Here is the original, faster code if you want to see it:
def bilateralFilter(image, sigma_space=1, sigma_range=None, win_size=None):
if sigma_range is None:
sigma_range = sigma_space
if win_size is None: win_size = max(5, 2 * int(np.ceil(3*sigma_space)) + 1)
win_ext = (win_size - 1) / 2
height = image.shape[0]
width = image.shape[1]
# pre-calculate spatial_gaussian
spatial_gaussian = []
for i in range(-win_ext, win_ext+1):
for j in range(-win_ext, win_ext+1):
spatial_gaussian.append(np.exp(-0.5*(i**2+j**2)/sigma_space**2))
padded = np.pad(image, win_ext, mode="edge")
out_image = np.zeros(image.shape)
weight = np.zeros(image.shape)
idx = 0
for row in xrange(-win_ext, 1+win_ext):
for col in xrange(-win_ext, 1+win_ext):
slice = padded[win_ext+row:height+win_ext+row,
win_ext+col:width+win_ext+col]
value = np.exp(-0.5*((image - slice)/sigma_range)**2) \
* spatial_gaussian[idx]
out_image += value*slice
weight += value
idx += 1
out_image /= weight
return out_image
This is the Tensorflow version:
sess = tf.InteractiveSession()
with sess.as_default():
def bilateralFilter(image, sigma_space, sigma_range):
win_size = max(5., 2 * np.ceil(3 * sigma_space) + 1)
win_ext = int((win_size - 1) / 2)
height = tf.shape(image)[0].eval()
width = tf.shape(image)[1].eval()
spatial_gaussian = []
for i in range(-win_ext, win_ext + 1):
for j in range(-win_ext, win_ext + 1):
spatial_gaussian.append(np.exp(-0.5 * (i ** 2 +\
j ** 2) / sigma_space ** 2))
# we use "symmetric" as it best approximates "edge" padding
padded = tf.pad(image, [[win_ext, win_ext], [win_ext, win_ext]],
mode='SYMMETRIC')
out_image = tf.zeros(tf.shape(image))
weight = tf.zeros(tf.shape(image))
spatial_index = tf.constant(0)
row = tf.constant(-win_ext)
col = tf.constant(-win_ext)
def cond(padded, row, col, weight, out_image, spatial_index):
return tf.less(row, win_ext + 1)
def body(padded, row, col, weight, out_image, spatial_index):
sub_image = tf.slice(padded, [win_ext + row, win_ext + col],
[height, width])
value = tf.exp(-0.5 *
(((image - sub_image) / sigma_range) ** 2)) *
spatial_gaussian[spatial_index.eval()]
out_image += value * sub_image
weight += value
spatial_index += 1
row, col = tf.cond(tf.not_equal(tf.mod(col,
tf.constant(2*win_ext + 1)), 0),
lambda: (row + 1, tf.constant(-win_ext)),
lambda: (row, col))
return padded, row, col, weight, out_image, spatial_index
padded, row, col, weight, out_image, spatial_index =
tf.while_loop(cond, body,
[padded, row, col, weight, out_image, spatial_index])
out_image /= weight
return out_image
cat = plt.imread("cat.png") # grayscale
cat = tf.reshape(tf.constant(cat), [276, 276])
cat_blurred = bilateralFilter(cat, 2., 0.25)
cat_blurred = cat_blurred.eval()
plt.figure()
plt.gray()
plt.imshow(cat_blurred)
plt.show()
Here is one problem with your code. cols() has a bunch of python globals and you seemed to expect them to be updated at each loop iteration.

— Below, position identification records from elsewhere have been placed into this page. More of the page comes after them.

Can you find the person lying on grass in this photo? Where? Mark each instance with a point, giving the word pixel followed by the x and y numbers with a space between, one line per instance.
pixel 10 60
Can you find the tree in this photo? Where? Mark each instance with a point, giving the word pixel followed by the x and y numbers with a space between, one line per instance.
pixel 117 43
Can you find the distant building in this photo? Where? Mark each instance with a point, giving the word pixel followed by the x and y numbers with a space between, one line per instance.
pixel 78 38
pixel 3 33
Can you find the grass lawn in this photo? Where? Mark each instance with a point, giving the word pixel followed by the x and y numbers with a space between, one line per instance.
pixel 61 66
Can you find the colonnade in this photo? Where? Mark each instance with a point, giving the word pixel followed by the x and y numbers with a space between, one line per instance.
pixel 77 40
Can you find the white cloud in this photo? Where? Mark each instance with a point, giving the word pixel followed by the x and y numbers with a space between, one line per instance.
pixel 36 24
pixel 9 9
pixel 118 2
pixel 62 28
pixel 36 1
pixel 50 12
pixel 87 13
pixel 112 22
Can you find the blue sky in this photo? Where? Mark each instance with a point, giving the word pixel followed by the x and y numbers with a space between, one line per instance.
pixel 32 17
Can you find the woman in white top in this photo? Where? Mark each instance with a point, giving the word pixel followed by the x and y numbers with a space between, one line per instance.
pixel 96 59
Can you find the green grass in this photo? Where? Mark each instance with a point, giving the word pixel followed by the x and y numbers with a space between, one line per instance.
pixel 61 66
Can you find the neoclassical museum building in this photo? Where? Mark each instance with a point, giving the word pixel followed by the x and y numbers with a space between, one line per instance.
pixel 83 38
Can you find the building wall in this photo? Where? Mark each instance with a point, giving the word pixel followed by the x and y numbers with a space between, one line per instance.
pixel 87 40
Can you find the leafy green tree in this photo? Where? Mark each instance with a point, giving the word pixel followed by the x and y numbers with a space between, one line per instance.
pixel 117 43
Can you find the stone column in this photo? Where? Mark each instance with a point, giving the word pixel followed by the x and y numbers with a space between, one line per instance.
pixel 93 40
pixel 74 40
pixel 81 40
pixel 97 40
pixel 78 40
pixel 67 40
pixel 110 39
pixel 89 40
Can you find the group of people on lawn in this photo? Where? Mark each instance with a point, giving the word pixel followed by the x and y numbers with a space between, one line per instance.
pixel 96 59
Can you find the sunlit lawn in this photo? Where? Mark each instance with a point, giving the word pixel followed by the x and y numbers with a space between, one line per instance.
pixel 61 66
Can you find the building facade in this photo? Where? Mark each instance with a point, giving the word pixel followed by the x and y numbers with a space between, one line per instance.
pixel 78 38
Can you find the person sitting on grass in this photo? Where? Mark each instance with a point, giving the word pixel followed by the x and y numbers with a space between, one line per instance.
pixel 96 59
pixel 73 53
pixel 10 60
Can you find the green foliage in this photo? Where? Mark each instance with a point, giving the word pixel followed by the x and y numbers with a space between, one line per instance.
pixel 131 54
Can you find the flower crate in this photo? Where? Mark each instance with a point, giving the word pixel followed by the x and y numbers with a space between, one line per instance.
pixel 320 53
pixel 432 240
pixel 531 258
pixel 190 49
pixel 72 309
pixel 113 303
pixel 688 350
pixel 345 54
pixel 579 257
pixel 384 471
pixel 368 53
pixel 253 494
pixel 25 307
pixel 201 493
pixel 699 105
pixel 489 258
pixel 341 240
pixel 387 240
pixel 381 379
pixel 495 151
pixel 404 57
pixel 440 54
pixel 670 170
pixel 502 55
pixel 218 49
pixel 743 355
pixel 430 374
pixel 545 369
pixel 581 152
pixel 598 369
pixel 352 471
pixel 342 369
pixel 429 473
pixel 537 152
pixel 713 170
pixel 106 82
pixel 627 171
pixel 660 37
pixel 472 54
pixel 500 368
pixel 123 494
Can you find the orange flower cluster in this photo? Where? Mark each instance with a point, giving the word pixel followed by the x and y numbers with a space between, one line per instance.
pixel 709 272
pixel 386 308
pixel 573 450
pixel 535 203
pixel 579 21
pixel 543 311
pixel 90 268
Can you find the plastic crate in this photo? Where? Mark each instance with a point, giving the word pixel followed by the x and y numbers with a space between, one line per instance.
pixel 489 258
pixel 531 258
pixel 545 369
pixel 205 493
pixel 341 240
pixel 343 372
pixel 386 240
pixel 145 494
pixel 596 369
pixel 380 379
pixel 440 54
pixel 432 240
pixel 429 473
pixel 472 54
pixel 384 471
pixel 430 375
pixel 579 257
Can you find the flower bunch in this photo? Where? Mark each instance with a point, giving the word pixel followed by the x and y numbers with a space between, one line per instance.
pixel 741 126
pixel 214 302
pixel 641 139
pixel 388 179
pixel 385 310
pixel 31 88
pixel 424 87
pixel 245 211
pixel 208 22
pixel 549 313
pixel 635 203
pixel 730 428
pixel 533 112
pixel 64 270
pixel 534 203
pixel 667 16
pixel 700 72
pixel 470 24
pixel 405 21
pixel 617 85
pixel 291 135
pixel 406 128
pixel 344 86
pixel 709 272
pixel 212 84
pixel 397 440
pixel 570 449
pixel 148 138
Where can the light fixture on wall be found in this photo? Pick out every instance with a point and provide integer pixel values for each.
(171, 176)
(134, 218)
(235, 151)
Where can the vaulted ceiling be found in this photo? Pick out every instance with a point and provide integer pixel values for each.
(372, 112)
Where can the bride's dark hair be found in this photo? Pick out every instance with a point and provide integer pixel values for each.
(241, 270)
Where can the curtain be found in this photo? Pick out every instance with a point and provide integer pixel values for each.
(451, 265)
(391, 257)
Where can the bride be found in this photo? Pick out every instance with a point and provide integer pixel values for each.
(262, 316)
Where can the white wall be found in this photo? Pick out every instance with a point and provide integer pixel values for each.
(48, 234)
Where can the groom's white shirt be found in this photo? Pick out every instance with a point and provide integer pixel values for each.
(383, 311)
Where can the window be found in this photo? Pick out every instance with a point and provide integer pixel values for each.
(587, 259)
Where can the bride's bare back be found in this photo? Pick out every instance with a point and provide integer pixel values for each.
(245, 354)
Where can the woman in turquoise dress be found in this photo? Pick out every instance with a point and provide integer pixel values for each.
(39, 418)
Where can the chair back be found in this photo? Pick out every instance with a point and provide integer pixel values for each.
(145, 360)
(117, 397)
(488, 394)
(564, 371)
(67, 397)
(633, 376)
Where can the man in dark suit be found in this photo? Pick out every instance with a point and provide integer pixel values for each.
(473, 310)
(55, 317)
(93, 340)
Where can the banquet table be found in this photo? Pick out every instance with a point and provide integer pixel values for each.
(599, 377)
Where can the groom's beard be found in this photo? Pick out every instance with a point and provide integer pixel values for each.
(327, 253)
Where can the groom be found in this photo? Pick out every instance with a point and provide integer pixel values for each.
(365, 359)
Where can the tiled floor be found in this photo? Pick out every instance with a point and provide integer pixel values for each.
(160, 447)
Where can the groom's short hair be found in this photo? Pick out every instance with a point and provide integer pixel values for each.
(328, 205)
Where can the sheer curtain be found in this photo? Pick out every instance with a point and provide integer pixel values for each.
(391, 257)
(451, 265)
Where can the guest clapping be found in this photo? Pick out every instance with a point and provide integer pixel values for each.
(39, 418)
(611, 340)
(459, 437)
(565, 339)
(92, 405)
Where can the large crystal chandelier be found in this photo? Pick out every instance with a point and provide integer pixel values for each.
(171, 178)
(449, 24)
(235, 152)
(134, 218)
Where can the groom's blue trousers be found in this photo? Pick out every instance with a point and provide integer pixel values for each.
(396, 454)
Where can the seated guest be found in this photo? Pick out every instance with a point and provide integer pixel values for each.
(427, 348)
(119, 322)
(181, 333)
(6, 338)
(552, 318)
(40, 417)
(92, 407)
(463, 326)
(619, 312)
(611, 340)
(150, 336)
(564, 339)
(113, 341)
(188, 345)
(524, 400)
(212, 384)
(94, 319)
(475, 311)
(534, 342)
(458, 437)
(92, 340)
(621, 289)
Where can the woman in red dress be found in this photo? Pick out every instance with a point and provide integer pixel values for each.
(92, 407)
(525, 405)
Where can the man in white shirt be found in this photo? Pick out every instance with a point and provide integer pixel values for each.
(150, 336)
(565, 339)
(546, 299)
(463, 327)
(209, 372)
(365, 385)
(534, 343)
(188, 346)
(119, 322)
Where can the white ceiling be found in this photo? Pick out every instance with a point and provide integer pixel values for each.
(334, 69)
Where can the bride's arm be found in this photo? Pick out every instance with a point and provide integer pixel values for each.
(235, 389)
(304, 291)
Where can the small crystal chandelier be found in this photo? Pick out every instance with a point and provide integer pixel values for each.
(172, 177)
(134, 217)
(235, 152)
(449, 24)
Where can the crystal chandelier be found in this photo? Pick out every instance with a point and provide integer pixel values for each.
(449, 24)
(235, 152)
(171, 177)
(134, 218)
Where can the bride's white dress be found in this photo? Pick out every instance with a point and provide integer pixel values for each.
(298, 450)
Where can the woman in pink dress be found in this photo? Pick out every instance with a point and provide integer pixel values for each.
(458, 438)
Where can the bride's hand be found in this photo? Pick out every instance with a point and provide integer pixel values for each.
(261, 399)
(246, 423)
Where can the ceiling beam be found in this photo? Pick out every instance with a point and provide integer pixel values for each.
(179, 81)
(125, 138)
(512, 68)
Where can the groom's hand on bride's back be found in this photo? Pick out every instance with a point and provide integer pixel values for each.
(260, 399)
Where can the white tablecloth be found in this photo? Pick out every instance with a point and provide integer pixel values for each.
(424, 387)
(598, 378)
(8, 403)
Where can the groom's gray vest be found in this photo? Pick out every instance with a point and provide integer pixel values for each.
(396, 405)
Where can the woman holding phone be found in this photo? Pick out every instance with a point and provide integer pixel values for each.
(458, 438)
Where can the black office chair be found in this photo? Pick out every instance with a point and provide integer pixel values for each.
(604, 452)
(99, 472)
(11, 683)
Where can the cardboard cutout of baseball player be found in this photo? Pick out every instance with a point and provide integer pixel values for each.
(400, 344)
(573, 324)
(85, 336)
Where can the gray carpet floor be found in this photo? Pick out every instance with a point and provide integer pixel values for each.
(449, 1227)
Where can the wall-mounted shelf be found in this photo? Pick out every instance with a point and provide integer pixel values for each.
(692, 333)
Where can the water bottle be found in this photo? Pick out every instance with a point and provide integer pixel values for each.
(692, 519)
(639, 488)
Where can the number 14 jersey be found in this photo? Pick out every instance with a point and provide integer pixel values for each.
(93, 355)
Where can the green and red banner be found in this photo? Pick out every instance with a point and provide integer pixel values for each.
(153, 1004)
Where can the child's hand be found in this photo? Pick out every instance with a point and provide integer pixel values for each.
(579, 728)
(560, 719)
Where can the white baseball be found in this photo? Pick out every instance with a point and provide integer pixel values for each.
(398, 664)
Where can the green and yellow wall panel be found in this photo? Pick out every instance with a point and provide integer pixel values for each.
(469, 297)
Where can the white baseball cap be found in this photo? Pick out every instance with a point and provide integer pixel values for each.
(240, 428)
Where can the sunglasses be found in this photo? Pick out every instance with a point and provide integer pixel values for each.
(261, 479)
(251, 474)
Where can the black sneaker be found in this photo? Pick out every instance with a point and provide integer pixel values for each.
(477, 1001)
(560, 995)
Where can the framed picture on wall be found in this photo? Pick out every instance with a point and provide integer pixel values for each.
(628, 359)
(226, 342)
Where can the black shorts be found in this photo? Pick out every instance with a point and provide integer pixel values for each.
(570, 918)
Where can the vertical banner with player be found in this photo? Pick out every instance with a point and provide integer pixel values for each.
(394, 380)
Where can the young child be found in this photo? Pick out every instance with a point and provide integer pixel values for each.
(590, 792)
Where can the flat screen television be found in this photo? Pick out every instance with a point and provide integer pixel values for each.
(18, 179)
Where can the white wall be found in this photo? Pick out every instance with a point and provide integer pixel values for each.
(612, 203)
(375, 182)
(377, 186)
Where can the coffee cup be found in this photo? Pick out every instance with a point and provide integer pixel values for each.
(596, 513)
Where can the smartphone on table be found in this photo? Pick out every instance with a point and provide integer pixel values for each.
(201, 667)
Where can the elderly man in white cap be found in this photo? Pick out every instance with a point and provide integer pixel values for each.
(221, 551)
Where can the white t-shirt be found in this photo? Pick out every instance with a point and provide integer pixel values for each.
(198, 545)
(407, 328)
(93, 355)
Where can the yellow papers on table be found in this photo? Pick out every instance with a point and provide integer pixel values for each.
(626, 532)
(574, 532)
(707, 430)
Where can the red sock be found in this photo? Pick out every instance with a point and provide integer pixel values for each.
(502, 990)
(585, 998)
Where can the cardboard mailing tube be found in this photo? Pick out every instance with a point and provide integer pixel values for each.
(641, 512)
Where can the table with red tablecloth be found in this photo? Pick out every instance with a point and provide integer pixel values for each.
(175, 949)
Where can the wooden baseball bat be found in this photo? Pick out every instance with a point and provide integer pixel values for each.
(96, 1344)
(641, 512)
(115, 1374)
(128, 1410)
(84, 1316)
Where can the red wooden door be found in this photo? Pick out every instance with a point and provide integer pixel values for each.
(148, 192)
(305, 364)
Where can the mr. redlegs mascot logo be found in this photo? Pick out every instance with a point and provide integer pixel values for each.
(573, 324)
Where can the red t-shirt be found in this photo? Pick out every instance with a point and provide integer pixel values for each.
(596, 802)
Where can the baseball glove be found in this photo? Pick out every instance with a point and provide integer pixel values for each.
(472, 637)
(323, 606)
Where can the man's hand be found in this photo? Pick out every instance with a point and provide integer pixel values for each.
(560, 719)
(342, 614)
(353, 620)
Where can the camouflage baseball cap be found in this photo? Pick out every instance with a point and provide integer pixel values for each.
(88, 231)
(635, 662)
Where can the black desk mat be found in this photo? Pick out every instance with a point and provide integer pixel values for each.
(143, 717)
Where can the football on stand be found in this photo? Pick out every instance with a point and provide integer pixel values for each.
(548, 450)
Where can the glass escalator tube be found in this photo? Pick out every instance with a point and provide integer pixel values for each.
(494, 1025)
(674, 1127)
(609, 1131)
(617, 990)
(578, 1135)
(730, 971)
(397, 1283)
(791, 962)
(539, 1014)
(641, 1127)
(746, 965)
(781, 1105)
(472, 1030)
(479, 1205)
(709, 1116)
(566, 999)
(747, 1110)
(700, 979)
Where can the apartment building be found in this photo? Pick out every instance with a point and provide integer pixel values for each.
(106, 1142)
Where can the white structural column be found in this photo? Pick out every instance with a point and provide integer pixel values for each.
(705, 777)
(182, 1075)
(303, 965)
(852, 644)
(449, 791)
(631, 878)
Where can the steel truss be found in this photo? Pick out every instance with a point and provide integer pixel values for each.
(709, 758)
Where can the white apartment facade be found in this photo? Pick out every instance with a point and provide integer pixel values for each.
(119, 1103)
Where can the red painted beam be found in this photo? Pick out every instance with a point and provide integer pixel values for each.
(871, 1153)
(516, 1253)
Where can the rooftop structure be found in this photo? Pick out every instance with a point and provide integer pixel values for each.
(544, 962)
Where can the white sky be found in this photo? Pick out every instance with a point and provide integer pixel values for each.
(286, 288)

Please take a look at the TensorFlow tutorial about graph construction and execution. In short, those python globals and their associated code will only be executed at graph construction time, and they are not even in TensorFlow's execution graph. An operation can only be included in the execution graph if it is a tf operator.
Also, it seems that tf.while_loop is better suited for your code than scan.